Selective laser melting (SLM) is a method for producing complex part geometries which cannot be made with traditional manufacturing methods. It is also a very flexible method for short-run production and producing single custom parts of high added value. A major current drawback of the method is the difficulty in adjusting process parameters in such a way that the overall quality of the component is acceptable and complex designs can be manufactured with consistency. Quality parameters being typically surface quality, internal porosity, residual stresses and part distortions, to name a few. Quite often the production of a component and rampup of production requires several attempts to get undistorted and sound parts due to the intrinsic complexity of the manufacturing process and a large array of available process parameters.

Design methods accounting for specifics of SLM are not available to the same degree as for conventional manufacturing, and traditional computer-aided engineering tools have demonstrated limited applicability. One way to address these key issues is to develop a physically accurate numerical model of the process where the effect of individual parameters can be easily assessed one by one, enabling trialling and development of process utilizing modelling and simulation.

The most influential parameters are scanning speed, laser power and hatch clearance but also laser spot size, shape, laser intensity pattern and their variation throughout the part have a role in the manufacturing outcome.
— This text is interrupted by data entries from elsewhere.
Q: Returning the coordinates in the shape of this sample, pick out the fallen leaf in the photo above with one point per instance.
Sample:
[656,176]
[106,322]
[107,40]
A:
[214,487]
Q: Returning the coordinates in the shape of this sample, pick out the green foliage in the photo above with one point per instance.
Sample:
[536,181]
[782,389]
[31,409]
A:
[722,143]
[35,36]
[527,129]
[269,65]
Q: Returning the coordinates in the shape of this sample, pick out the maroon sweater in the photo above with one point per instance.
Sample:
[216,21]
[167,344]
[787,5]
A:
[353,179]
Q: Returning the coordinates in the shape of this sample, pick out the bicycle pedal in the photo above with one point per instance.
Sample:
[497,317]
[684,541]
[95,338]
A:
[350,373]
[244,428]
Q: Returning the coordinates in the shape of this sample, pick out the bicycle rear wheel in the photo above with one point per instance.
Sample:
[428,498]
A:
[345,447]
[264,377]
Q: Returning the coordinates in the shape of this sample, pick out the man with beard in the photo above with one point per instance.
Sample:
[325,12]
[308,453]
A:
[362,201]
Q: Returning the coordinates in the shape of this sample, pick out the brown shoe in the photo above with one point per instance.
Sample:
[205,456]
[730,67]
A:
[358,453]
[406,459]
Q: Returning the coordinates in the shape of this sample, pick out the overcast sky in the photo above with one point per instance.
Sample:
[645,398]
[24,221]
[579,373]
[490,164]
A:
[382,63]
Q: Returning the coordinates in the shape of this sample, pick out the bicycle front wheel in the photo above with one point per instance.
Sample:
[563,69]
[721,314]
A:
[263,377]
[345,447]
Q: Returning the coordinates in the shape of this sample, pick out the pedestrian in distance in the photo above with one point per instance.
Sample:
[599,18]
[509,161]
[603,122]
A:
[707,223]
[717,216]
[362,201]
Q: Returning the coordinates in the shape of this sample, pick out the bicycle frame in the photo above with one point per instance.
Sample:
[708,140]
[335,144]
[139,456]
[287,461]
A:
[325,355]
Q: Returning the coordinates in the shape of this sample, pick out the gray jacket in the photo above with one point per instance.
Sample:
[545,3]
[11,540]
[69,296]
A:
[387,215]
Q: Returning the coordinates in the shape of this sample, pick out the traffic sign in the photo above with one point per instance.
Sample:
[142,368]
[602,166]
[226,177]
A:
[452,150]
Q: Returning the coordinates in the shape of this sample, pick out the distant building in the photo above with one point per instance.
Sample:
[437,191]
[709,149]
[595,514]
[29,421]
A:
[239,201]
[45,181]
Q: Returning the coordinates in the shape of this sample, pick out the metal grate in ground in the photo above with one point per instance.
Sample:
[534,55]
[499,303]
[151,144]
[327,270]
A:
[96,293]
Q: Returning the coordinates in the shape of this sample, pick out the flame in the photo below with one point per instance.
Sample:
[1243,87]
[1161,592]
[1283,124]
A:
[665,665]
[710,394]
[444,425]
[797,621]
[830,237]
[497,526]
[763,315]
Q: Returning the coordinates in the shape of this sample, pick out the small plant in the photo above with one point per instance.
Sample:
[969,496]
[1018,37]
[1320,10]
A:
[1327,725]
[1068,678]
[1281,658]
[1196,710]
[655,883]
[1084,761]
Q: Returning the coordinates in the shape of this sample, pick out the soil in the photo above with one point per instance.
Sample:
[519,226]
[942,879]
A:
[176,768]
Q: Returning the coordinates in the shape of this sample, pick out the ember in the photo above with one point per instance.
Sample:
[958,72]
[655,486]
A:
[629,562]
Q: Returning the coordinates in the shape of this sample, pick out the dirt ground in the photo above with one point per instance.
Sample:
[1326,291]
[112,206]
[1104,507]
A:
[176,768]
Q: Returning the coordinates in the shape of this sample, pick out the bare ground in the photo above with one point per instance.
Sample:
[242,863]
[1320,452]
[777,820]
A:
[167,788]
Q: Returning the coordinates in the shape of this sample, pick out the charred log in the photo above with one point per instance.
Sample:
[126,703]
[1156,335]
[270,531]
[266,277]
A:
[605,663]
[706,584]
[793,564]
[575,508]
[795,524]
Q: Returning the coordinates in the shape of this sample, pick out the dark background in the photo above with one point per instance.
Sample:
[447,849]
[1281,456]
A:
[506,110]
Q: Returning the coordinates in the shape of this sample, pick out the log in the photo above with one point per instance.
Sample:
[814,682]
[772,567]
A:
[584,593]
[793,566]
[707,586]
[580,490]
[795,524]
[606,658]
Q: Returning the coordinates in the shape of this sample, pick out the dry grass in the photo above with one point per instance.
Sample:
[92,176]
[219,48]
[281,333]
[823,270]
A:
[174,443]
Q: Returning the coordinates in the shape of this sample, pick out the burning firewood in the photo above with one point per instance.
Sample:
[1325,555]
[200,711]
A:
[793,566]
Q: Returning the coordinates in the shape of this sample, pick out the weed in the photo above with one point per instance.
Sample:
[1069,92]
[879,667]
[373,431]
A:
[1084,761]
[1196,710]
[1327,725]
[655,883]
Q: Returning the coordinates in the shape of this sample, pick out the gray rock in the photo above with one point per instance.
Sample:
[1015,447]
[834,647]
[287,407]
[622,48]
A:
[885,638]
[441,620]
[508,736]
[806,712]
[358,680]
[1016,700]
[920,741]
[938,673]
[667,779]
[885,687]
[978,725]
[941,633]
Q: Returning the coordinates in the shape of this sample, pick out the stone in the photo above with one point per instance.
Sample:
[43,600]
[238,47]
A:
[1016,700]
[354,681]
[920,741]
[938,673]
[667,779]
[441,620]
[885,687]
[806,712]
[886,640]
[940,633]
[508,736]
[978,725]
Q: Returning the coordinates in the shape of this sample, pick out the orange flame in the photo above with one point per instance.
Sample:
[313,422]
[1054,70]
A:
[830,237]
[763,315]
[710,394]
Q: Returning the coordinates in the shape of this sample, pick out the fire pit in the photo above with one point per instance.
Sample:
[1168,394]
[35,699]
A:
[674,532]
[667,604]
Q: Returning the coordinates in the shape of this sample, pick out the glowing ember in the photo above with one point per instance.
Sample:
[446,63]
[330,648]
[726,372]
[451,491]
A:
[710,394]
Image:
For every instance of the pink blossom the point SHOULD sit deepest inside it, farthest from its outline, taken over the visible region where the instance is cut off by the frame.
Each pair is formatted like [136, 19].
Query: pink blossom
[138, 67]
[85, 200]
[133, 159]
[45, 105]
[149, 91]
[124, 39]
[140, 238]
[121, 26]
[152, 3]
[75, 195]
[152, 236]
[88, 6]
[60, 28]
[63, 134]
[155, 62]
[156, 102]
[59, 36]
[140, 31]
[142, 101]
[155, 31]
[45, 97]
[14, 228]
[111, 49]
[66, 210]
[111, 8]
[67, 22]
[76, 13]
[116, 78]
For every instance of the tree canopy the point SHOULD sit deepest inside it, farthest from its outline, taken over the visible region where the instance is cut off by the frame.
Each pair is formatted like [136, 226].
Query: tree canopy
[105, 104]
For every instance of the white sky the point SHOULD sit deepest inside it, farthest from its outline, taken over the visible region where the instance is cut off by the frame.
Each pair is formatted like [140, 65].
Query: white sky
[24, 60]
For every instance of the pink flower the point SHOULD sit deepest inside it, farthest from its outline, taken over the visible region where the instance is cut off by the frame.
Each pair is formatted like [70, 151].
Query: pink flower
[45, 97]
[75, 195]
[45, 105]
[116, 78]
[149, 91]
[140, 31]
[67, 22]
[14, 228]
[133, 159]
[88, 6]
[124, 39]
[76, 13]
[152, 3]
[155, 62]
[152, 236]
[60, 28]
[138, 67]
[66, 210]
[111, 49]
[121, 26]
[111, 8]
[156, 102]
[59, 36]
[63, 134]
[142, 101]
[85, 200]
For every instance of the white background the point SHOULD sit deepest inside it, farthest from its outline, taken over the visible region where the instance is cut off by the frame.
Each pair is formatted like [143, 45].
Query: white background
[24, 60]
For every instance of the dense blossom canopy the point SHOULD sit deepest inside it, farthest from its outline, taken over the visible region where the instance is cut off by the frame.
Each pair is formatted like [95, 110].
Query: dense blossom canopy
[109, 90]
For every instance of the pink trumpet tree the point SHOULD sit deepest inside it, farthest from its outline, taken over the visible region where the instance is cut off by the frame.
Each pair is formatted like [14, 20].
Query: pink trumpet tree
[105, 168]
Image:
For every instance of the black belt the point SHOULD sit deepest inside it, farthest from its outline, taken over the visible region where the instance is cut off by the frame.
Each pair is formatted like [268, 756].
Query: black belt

Parametric sensitivity studies with this type of model are very cheap compared to the more traditional design of experiments trial-and-error exercises. Eventually, this type of component analysis, or even a library comprising a set of pre-calculated cases, could be incorporated into the 3D-printer as a cyber-physical system with in-situ process analytics to allow the adjustment of process parameters on-the-fly as process anomalies are detected, exploiting novel computation and data analytics methodologies.